それらを収集した「戦争俳句と俳人たち」(トランスビュー社)という本が今年出た。著者は俳句愛好家でもある樽見博さん。東京の古書街、神保町のビルの一室から「日本古書通信」という月刊誌を発行している。
土地の利もあり、戦中の俳句同人誌を集めに集めた。古本市で一冊百円、捨てられそうなものも。薄い冊子でも積めば山となり自宅の六畳間いっぱいに。
◆戦場で詠まれた俳句
樽見さんは、父親が南方トラック島の通信兵で、当時のことはしばしば聞いていた。やがて思い立ったのが、戦争俳句から当時の世相、人々の心情は読み取れないかということだった。ほんの一部だが、紹介しよう。
日中戦争下には「支那事変三千句」があった。俳人山口誓子(一九〇一~九四年)による選抜句をいくつか挙げると、
・寒夜くらし暁(あ)ヶのいくさの時を待つ(長谷川素逝)
・敵の屍まだ痙攣す霧濃かり(熊谷茂茅)
・雪にきしむ軍靴ばかり夜を征けり(笠李雨)
・霜の闇馬蹄にかけしものを想ふ(水見悠々子)
一番目の素逝は昭和十二年、三十歳で砲兵将校として大陸にわたっている。最前線での句は特に戦闘俳句と呼ばれた。
また戦線の日常を詠んで、
・寝る時のさむさに生きてゐるを思ふ(佐々木秋人)
・落日をゆく落日をゆく真赤い中隊(富澤赤黄男(かきお))
・焚火たくわれふるさとの夜にゐぬ(柿田汀月)
よんで、皆さんは何を思われるだろうか。戦争を知る世代は思いも深いに違いない。戦争を知らない世代は、戦争が人にもたらすであろうさまざまなものを少しは想像もできるのではないか。
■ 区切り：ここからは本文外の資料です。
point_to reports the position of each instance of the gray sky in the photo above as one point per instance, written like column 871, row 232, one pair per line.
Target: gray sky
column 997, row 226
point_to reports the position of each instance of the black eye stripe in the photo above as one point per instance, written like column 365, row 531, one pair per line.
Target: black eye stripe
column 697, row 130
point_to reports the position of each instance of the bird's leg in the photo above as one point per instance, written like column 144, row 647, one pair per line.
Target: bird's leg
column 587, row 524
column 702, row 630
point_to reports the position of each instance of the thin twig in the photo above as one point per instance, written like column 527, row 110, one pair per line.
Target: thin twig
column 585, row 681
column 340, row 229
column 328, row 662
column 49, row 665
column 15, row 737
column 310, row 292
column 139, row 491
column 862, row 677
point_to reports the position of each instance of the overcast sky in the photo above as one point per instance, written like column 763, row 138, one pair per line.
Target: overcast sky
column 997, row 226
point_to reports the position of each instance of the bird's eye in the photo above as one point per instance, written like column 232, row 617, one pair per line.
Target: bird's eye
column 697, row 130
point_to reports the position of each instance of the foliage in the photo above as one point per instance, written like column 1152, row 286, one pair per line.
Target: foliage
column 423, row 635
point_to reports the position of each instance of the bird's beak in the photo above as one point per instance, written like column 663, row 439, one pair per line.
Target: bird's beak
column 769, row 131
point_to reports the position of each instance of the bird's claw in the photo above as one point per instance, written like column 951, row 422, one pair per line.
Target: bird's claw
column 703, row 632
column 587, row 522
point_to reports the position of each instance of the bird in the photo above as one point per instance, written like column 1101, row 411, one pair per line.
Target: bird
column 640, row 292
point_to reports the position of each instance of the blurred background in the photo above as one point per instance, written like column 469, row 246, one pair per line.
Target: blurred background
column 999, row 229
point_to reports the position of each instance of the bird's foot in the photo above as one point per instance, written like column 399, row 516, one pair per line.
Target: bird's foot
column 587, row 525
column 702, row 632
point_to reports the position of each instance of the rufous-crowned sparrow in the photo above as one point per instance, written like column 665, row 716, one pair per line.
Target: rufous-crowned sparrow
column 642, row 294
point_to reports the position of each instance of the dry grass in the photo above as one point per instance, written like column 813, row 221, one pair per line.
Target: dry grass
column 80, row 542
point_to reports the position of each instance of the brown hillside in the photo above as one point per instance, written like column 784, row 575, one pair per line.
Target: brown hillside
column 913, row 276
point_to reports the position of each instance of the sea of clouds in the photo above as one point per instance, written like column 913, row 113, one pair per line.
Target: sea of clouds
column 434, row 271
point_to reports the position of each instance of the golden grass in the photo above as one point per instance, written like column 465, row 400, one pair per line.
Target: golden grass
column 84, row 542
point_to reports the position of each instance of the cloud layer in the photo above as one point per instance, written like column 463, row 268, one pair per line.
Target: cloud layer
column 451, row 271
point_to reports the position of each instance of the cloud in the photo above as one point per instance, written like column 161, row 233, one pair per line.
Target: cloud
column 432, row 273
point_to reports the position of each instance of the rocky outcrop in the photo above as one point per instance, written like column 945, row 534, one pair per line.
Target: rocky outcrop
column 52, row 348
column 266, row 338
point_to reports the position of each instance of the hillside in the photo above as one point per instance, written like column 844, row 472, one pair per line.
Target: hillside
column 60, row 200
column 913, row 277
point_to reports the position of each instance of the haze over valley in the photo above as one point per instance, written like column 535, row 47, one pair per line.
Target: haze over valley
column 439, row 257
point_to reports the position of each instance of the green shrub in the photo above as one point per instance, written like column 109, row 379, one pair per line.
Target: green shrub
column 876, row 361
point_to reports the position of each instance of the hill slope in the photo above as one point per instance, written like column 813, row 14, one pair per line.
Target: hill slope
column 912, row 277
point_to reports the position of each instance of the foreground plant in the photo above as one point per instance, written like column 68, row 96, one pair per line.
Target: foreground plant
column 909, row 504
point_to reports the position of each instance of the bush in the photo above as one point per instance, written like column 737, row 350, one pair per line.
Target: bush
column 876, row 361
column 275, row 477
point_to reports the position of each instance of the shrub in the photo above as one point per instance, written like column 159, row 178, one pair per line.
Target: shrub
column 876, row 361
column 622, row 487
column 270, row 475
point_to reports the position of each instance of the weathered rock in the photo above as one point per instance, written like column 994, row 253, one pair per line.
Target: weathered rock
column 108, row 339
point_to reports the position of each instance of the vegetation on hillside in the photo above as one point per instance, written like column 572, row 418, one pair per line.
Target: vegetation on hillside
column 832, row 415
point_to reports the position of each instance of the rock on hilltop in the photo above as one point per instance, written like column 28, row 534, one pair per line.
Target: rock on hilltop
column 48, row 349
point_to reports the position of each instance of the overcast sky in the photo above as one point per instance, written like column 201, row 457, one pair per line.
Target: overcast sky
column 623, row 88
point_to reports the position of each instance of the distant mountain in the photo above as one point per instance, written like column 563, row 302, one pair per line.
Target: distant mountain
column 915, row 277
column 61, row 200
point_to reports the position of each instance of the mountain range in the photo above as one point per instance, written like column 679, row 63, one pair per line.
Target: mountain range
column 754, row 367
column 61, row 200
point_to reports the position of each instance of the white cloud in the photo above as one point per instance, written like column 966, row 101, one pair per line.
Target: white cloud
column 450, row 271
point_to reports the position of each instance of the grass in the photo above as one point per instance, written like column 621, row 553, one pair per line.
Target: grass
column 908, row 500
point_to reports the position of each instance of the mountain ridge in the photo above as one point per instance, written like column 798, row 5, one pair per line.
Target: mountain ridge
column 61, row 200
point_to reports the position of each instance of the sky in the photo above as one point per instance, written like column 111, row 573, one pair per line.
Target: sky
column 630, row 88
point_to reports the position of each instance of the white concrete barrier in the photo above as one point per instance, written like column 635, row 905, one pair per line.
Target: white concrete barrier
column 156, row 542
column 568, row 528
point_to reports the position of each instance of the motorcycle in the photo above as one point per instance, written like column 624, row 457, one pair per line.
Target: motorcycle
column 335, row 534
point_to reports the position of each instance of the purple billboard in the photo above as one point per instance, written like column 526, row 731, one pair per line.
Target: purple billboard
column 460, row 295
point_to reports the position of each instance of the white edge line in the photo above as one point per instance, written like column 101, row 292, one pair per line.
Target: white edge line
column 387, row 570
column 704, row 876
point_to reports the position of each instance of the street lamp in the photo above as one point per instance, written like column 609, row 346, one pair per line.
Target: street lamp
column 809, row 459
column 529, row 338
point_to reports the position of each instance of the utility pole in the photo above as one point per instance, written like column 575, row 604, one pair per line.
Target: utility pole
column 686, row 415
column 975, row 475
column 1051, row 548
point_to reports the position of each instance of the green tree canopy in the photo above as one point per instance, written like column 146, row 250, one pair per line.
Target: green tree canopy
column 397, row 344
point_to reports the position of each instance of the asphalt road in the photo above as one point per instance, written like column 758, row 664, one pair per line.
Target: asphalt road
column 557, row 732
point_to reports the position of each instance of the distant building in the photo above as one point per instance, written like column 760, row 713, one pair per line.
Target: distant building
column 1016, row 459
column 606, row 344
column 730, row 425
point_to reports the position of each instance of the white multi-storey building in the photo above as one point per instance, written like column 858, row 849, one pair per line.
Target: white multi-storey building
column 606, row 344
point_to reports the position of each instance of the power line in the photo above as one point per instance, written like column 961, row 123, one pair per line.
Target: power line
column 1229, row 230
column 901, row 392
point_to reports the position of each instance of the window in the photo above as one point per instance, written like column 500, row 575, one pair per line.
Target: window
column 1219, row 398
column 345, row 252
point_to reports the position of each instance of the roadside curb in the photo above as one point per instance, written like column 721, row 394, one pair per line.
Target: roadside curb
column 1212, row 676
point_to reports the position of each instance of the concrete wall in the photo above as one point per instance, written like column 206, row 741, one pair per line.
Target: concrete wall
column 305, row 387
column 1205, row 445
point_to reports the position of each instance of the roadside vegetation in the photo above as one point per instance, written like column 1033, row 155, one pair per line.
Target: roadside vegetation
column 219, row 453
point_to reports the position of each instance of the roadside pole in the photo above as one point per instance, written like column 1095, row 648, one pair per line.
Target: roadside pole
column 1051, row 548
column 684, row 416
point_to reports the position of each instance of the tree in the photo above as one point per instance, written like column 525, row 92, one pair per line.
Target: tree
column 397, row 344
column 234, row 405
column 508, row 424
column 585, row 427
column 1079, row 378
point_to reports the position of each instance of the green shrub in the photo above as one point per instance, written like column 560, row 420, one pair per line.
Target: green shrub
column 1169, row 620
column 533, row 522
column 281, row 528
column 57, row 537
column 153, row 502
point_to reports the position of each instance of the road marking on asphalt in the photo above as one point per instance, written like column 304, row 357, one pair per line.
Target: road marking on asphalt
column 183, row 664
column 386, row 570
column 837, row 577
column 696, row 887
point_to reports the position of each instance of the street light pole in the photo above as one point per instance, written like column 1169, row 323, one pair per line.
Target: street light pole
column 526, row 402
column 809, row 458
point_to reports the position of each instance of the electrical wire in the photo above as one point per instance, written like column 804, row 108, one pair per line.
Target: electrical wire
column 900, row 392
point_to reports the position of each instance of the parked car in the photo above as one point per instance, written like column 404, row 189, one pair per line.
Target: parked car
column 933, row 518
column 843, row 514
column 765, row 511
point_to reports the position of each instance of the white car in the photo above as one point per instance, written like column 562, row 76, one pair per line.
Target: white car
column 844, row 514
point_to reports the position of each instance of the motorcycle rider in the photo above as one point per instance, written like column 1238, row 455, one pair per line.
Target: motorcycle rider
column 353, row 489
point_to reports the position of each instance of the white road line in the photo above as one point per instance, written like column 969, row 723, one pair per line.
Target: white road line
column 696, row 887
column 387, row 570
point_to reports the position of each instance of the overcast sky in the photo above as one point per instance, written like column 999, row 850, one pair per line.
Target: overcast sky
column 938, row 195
いわゆる戦記文学とは違って、一句ずつがずばりと胸をついてくる。時代の空気は意識的にも無意識的にも反映されて、また厳しい言論統制も始まるが。
本は有名句も収載する。昭和十九年、教え子を送り出す中村草田男(一九〇一~八三年)の、
・勇気こそ地の塩なれや梅真白
その「かどで」に際し無言裏に書き記したという。戦場でも自暴自棄にならず厳寒の白梅のごとき高潔と勇気をもて、と。
◆“オヤジ”の軍隊手帳
無名有名を問わず、戦争俳句は一句ごとがその人の戦争なのである。それらが無数のごとくある。
次にある兵士の軍隊手帳を紹介しよう。NHK岐阜放送局高山支局の記者中林利数さんが父親の遺品の中に見つけた。“オヤジ”は二十二歳の時、中国戦線の山砲隊上等兵だった。
記述は生々しく、最初弟と妹と自分の三人だけで読んだ。
しかし報道に携わる者として、活字にできない部分はほんの少しあるものの、やはり一切を伝えねばならないと心を決め、昨年八月地元で出版した(「戦傷奉公杖」高山市民時報社)。
内容は馬の世話、弾薬運び、兵舎の暮らし、そして戦闘など。
手帳 の終わりは以下のよう。
激しい抵抗 に遭い、
<敵ながら天晴れだ。今夜 は炊飯も出来ない。体は濡れて寒い。6時幕舎に休養>。
負傷し帰還。
俳句同様、戦場日記も無数 にあったはずだ。
歴史書がただ日中戦争とか、太平洋戦争と記そうとも、戦争は当然ながら人の数だけあったのである。口伝もあるだろうし、語りえぬむごさもあるだろう。